I want to talk about dancing. I used to be bad. Then I got good. But, now I think I’m bad again?
Yoko Ono is not a bad dancer.
Pre-teen years were spent holding up the slick walls of middle school gymnasiums and slyly engaging in mindless chatter with classmates in order to delay joining in on any sort of freak train situation, but a friend eventually taught me how to pop my hips so my wallflower stage was short-lived. After that, off went the top of my overalls and into the center of dance circles I went, butterflying and bodyrolling as my suspender clips jerked around my waist like the arms of the Wacky Waving Inflatable Arm Dancing Car Man.
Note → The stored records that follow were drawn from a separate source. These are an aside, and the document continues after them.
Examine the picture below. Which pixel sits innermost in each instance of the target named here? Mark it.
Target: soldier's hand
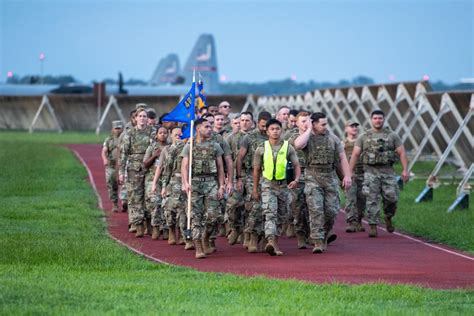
(240, 185)
(292, 185)
(405, 175)
(255, 195)
(346, 183)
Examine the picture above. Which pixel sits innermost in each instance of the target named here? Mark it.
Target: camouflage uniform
(206, 206)
(111, 144)
(133, 150)
(253, 209)
(274, 193)
(378, 156)
(355, 200)
(235, 203)
(174, 204)
(322, 184)
(153, 199)
(298, 206)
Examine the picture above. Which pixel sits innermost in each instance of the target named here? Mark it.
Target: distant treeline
(286, 86)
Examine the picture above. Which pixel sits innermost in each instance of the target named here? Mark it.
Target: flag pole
(191, 136)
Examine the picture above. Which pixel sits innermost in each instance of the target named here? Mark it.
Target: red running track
(352, 258)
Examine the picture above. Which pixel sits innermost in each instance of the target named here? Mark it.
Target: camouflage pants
(174, 205)
(299, 208)
(205, 208)
(355, 200)
(153, 210)
(380, 183)
(136, 196)
(234, 210)
(112, 183)
(322, 197)
(253, 209)
(274, 206)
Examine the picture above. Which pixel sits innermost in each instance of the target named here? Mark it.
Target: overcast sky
(256, 41)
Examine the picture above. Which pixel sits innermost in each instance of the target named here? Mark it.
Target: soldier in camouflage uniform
(271, 160)
(134, 145)
(174, 199)
(110, 153)
(154, 214)
(253, 225)
(355, 200)
(235, 203)
(298, 206)
(207, 186)
(378, 149)
(323, 151)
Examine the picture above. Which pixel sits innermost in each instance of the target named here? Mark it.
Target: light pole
(41, 57)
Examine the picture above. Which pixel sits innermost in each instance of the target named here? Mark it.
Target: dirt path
(352, 258)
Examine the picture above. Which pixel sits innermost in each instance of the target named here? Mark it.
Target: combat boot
(172, 236)
(246, 240)
(252, 248)
(352, 227)
(233, 236)
(155, 233)
(199, 251)
(124, 205)
(301, 239)
(373, 230)
(360, 227)
(132, 229)
(389, 224)
(189, 245)
(290, 231)
(318, 246)
(140, 230)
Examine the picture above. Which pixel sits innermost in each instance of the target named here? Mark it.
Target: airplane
(167, 79)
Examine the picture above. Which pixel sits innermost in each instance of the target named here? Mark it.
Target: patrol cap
(351, 122)
(140, 106)
(117, 124)
(151, 113)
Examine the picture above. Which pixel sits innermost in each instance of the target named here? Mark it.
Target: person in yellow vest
(271, 160)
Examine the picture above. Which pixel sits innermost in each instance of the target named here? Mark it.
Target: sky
(256, 41)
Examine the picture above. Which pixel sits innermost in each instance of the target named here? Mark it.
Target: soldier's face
(377, 121)
(274, 131)
(142, 119)
(245, 122)
(262, 126)
(321, 126)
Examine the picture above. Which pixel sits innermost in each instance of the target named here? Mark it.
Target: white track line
(91, 180)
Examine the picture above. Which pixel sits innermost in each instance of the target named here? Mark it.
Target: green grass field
(56, 258)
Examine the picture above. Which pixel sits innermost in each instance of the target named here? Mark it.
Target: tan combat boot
(301, 239)
(352, 227)
(199, 251)
(252, 248)
(373, 230)
(246, 240)
(389, 224)
(233, 236)
(172, 236)
(140, 230)
(318, 246)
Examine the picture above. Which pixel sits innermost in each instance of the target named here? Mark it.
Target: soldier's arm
(404, 161)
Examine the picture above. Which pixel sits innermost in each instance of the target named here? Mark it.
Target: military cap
(117, 124)
(140, 106)
(351, 122)
(151, 113)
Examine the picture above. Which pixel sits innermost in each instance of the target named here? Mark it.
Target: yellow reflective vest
(272, 171)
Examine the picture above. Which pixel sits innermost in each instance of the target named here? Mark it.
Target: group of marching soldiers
(252, 179)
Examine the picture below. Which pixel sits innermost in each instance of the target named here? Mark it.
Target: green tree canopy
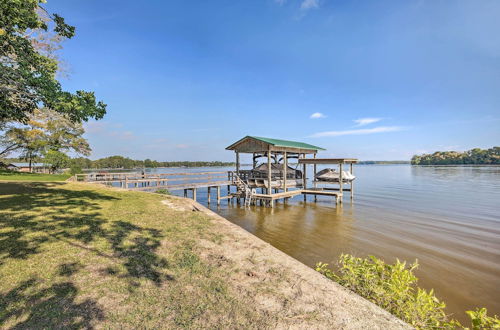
(474, 156)
(28, 73)
(46, 130)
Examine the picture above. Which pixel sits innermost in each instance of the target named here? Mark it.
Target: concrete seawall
(277, 283)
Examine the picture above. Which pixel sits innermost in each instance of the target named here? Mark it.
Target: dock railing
(151, 181)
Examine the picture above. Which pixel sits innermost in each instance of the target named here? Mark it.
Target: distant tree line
(474, 156)
(383, 162)
(119, 162)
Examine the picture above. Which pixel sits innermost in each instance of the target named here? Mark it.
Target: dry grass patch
(74, 255)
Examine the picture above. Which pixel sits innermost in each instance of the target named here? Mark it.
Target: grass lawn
(22, 176)
(79, 256)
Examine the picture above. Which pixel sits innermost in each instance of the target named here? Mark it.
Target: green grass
(79, 256)
(22, 176)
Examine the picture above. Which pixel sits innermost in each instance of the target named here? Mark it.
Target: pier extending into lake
(276, 178)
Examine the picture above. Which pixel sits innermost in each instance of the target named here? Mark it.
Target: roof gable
(277, 143)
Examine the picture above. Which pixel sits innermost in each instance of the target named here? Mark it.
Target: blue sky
(368, 79)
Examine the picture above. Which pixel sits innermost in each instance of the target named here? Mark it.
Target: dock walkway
(192, 181)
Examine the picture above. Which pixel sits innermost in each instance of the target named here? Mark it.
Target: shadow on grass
(54, 307)
(34, 215)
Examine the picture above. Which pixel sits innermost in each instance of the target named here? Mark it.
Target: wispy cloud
(366, 121)
(108, 130)
(317, 115)
(309, 4)
(361, 131)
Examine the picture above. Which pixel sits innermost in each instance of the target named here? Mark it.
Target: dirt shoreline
(278, 283)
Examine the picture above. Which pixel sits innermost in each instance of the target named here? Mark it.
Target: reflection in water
(446, 217)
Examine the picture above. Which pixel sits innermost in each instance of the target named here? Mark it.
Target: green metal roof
(283, 143)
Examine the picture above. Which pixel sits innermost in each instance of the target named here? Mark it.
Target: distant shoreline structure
(474, 156)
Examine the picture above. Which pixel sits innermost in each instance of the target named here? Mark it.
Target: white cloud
(366, 121)
(309, 4)
(317, 115)
(362, 131)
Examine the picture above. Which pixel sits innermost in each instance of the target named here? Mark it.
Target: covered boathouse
(277, 179)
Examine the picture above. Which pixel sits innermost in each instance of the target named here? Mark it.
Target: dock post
(341, 181)
(352, 182)
(304, 179)
(269, 177)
My confidence grinding and throwing elbows at dance parties took off, and in college I ended up as a background dancer on Soul Train. It’s actually pretty dorky, but at the time I thought I was boss. I’d get super dressed up, slip on some absurd push-up bra and clunky Steve Madden wedges and head to the studio, where I’d be handed a lukewarm box of KFC in lieu of pay and be given the task of head-bobbing. The real dancers were paired up with partners, I was just background noise. But, shit. Did you get to head-bob on Soul Train? I think not.
Something’s happened in the last 10 years, though, where I forgot how to do all that damn good grinding and head-bobbing. I just jump now. Up and down. Drunk or sober, it doesn’t matter. That’s all my body knows how to do now.
Do I take a class? Do I give up? Find old VHS tapes of my famed head-bobbing for inspiration? HALP!